Moving on from this step, we started performing analysis on the data, trying to connect data using commonalities amongst these data frames.

Plotting

Functions using ggplot

Visuals and graphs are a great way to view patterns and these help us to get a picture of overalla data without performing extensive analysis. For the purpose of this project, we have defined two functions that we used to create bar plots and box plots.

#Barplots
gg_bar <- function(df, x, colour, xlab = "", ylab = "", main = "", order = F) {
  ifelse(order == T, xr <- with(df, reorder(x, x, function(a) -length(a))), xr <- x)
  ggplot(data = df, aes(x = xr), position = "dodge") +
    geom_bar(  fill = colour ) +
    scale_y_continuous(labels = scales::comma) +
    labs(title = main, x = xlab, y = ylab) +
    theme(panel.grid.major = element_blank(), panel.grid.minor = element_blank(),
          panel.background = element_blank()) 
}

#Boxplots
gg_box <- function(df, y, colour, xlab = "", ylab = "", main = "") {
 ggplot(data = df, aes(y = y)) +
 geom_boxplot() +
 labs(title = main, x = xlab, y = ylab) +
 theme(panel.grid.major = element_blank(), panel.grid.minor = element_blank(),
        panel.background = element_blank())
}

These functions make it easier to maintain the same them for all plots while making it easier for the programmer to implement changes or modify themes across the project.

Product promotion by Display and Mailers

We view the mode of promotion for all products through the below bar graph.

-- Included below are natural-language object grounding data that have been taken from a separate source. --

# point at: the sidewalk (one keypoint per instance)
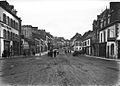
(109, 59)
(42, 53)
(22, 56)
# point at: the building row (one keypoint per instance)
(104, 38)
(18, 39)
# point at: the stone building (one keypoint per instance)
(10, 27)
(109, 31)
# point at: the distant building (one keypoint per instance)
(10, 27)
(109, 31)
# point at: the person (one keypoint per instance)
(55, 53)
(4, 54)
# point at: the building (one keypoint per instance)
(110, 32)
(87, 42)
(10, 27)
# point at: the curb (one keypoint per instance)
(118, 60)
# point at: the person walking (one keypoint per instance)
(55, 53)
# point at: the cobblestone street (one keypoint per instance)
(64, 70)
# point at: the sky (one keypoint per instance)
(62, 18)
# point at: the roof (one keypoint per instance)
(9, 8)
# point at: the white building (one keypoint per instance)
(111, 37)
(10, 25)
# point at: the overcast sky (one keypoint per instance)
(62, 18)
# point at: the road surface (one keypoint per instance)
(64, 70)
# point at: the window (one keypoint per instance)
(88, 42)
(11, 22)
(108, 33)
(4, 34)
(104, 22)
(4, 18)
(101, 38)
(104, 36)
(14, 24)
(17, 26)
(112, 49)
(8, 34)
(8, 20)
(11, 35)
(108, 20)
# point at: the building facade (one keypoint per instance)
(10, 27)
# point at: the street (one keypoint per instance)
(64, 70)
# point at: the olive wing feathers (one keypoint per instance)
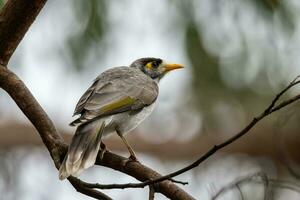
(117, 90)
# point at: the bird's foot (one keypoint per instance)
(131, 159)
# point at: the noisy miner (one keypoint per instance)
(118, 100)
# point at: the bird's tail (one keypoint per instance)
(83, 149)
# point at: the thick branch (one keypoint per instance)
(30, 107)
(15, 18)
(34, 112)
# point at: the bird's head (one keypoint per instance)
(156, 68)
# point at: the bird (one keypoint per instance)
(118, 100)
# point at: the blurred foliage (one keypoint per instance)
(207, 83)
(90, 16)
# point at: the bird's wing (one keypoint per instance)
(117, 91)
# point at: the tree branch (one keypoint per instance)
(269, 110)
(51, 138)
(15, 18)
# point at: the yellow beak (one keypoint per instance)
(170, 67)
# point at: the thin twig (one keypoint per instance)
(151, 192)
(269, 110)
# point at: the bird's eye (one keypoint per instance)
(155, 64)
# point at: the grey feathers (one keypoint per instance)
(83, 149)
(116, 90)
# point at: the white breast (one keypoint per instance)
(127, 122)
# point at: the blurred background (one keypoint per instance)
(238, 54)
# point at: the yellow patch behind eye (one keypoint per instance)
(149, 65)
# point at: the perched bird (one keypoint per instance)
(117, 101)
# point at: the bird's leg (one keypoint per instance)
(132, 154)
(103, 150)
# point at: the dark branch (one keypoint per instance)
(269, 110)
(37, 116)
(51, 138)
(15, 18)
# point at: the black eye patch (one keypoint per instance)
(156, 63)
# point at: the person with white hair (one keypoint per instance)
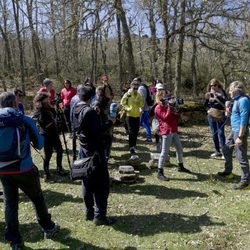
(238, 137)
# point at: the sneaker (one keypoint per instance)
(106, 221)
(228, 175)
(61, 172)
(215, 154)
(18, 246)
(50, 233)
(183, 169)
(241, 186)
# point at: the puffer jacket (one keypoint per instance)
(30, 134)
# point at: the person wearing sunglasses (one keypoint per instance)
(132, 103)
(215, 99)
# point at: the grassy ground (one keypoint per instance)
(191, 211)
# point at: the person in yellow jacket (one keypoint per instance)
(132, 103)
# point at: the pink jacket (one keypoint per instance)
(67, 95)
(168, 119)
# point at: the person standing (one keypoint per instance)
(168, 129)
(17, 170)
(237, 140)
(47, 87)
(47, 119)
(67, 93)
(95, 188)
(132, 103)
(216, 98)
(143, 90)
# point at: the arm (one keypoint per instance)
(34, 134)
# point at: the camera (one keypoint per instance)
(57, 100)
(172, 101)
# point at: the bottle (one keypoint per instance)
(113, 110)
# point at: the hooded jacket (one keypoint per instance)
(30, 134)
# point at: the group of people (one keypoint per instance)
(87, 111)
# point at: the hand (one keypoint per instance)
(238, 142)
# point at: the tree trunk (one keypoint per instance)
(180, 49)
(127, 38)
(16, 8)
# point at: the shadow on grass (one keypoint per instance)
(53, 198)
(32, 233)
(145, 225)
(160, 192)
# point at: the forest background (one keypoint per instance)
(184, 43)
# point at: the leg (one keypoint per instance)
(241, 155)
(88, 197)
(59, 151)
(29, 183)
(48, 150)
(10, 191)
(228, 153)
(145, 124)
(213, 127)
(221, 132)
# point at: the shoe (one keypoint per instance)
(62, 172)
(18, 246)
(181, 168)
(50, 233)
(228, 175)
(215, 154)
(241, 186)
(47, 177)
(106, 221)
(161, 175)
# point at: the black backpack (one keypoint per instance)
(149, 99)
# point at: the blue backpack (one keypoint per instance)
(11, 134)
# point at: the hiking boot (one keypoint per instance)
(215, 154)
(241, 186)
(50, 233)
(105, 221)
(181, 168)
(47, 177)
(61, 172)
(161, 176)
(18, 246)
(228, 175)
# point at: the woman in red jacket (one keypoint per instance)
(67, 93)
(168, 129)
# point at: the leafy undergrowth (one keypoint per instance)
(191, 211)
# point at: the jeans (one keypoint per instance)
(52, 142)
(133, 130)
(166, 143)
(145, 123)
(217, 128)
(241, 155)
(95, 189)
(29, 183)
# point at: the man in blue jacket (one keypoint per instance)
(238, 137)
(17, 169)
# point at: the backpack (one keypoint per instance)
(12, 133)
(238, 110)
(149, 99)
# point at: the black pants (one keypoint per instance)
(66, 111)
(29, 183)
(133, 124)
(96, 189)
(52, 142)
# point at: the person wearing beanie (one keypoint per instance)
(46, 118)
(67, 93)
(47, 87)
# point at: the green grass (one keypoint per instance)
(191, 211)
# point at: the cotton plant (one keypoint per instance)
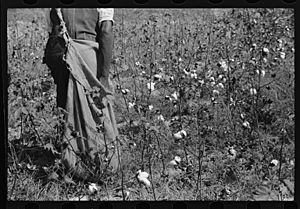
(131, 105)
(253, 91)
(232, 153)
(150, 86)
(125, 91)
(142, 177)
(180, 134)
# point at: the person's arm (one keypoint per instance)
(106, 39)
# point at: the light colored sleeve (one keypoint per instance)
(105, 14)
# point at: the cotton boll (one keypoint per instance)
(150, 86)
(157, 77)
(266, 50)
(93, 188)
(253, 91)
(246, 124)
(142, 178)
(125, 91)
(183, 133)
(173, 162)
(150, 107)
(175, 95)
(131, 105)
(161, 118)
(177, 159)
(274, 162)
(178, 135)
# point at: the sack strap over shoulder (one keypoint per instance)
(63, 28)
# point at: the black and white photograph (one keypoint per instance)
(134, 104)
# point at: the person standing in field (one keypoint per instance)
(78, 53)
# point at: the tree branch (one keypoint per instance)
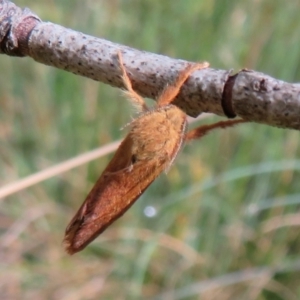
(250, 95)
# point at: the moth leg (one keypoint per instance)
(171, 91)
(204, 129)
(133, 96)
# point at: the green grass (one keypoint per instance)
(230, 203)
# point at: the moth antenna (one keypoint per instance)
(171, 91)
(204, 129)
(133, 96)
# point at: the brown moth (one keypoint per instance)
(150, 147)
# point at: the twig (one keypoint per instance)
(251, 95)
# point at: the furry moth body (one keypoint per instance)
(150, 147)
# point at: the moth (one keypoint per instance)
(152, 144)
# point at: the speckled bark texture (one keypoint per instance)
(251, 95)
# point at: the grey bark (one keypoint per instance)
(251, 95)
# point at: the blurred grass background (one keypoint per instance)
(224, 222)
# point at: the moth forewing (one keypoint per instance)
(148, 149)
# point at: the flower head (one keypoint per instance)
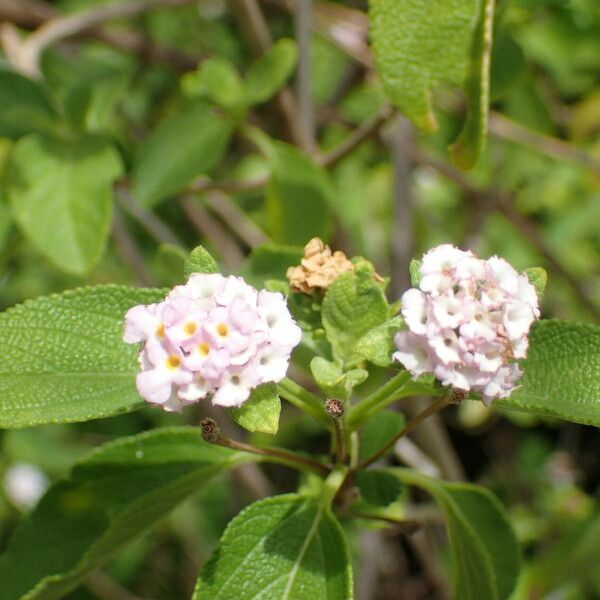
(212, 337)
(467, 322)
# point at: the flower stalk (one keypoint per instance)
(211, 433)
(452, 397)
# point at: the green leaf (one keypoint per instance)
(485, 551)
(182, 147)
(538, 279)
(261, 411)
(378, 487)
(199, 261)
(61, 196)
(270, 72)
(333, 381)
(23, 107)
(378, 431)
(285, 547)
(64, 358)
(327, 375)
(353, 305)
(377, 345)
(469, 145)
(419, 45)
(297, 187)
(561, 373)
(217, 80)
(415, 272)
(113, 495)
(270, 261)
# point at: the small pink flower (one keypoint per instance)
(468, 321)
(213, 337)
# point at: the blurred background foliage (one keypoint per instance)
(126, 143)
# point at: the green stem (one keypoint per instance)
(340, 441)
(333, 483)
(433, 408)
(304, 400)
(276, 455)
(385, 395)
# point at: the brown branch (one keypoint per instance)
(26, 59)
(154, 226)
(507, 129)
(329, 159)
(430, 410)
(356, 137)
(303, 19)
(106, 588)
(255, 29)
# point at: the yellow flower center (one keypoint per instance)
(173, 362)
(190, 328)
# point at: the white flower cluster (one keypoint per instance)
(214, 336)
(468, 322)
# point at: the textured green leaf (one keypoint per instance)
(270, 72)
(377, 345)
(353, 305)
(378, 487)
(23, 107)
(282, 548)
(217, 80)
(297, 187)
(182, 147)
(199, 261)
(418, 45)
(61, 196)
(470, 143)
(335, 382)
(113, 495)
(64, 358)
(538, 279)
(561, 373)
(327, 375)
(379, 430)
(270, 261)
(415, 272)
(485, 551)
(261, 411)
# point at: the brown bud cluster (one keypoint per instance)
(334, 407)
(210, 430)
(319, 268)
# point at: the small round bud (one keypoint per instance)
(334, 407)
(211, 432)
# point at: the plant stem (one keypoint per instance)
(284, 457)
(406, 525)
(304, 400)
(433, 408)
(340, 444)
(385, 395)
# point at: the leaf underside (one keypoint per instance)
(113, 495)
(283, 548)
(64, 357)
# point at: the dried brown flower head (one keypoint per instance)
(318, 268)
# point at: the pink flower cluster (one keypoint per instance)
(214, 336)
(468, 322)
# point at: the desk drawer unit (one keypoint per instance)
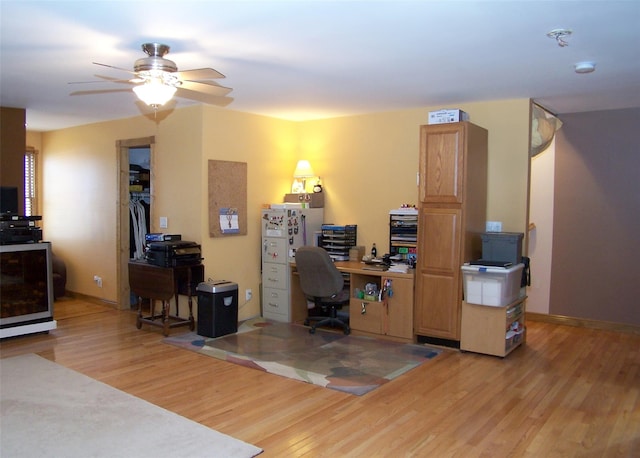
(366, 315)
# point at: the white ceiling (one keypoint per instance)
(313, 59)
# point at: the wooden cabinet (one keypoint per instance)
(493, 330)
(392, 316)
(452, 214)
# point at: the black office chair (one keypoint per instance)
(322, 283)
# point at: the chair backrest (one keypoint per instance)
(319, 277)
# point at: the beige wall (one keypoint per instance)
(368, 166)
(369, 163)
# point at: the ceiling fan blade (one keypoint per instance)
(199, 74)
(108, 78)
(111, 66)
(204, 98)
(99, 91)
(210, 88)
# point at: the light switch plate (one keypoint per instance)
(494, 226)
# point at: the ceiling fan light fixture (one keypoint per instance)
(154, 92)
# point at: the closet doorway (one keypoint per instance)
(135, 207)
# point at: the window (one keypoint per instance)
(30, 201)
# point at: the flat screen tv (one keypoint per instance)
(8, 200)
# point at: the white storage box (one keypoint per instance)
(493, 286)
(447, 116)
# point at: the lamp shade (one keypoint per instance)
(303, 170)
(154, 92)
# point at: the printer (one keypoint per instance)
(173, 253)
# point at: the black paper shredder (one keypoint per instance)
(217, 308)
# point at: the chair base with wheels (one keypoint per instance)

Note that from both the bar plots it can be infered, products that are not on display and those that are not in the ad are suppressed.

Form the above plots, it is clear that most number of products are displayed through ‘Secondary Location’ and the most products that are promoted through mail are featured on the ‘Interior’ page.

Viewing the Demographics of Households

Below are the plots summarising the demographic information of the households who purhase products from our retailer. Four plots show details about the Age, Income categor, composition of household and number of kids in each household.

Sales Value and Discounts

Below boxplots show how well distributed the sales value and retail discounts are. Under the sales value of 5$ for each transaction there are no outliers. However, there seem to be many outliers, for each product, when it comes to retail discount.

A closer look into the data reveals that the most of the outliers in total retail discount is due to the quantities of each product purchased. For example, if the discount availed on purchasing an apple is 1$, then the discount for 10 apples is 10 dollars. In this case, the outliers are visible due to the quantity of product but not because of the huge discount applied to a single product.

Data Analysis

Average duration of each campaign

We first inspect how long each type of campaign was run. There are 30 campaigns, belonging to three types as A,B and C.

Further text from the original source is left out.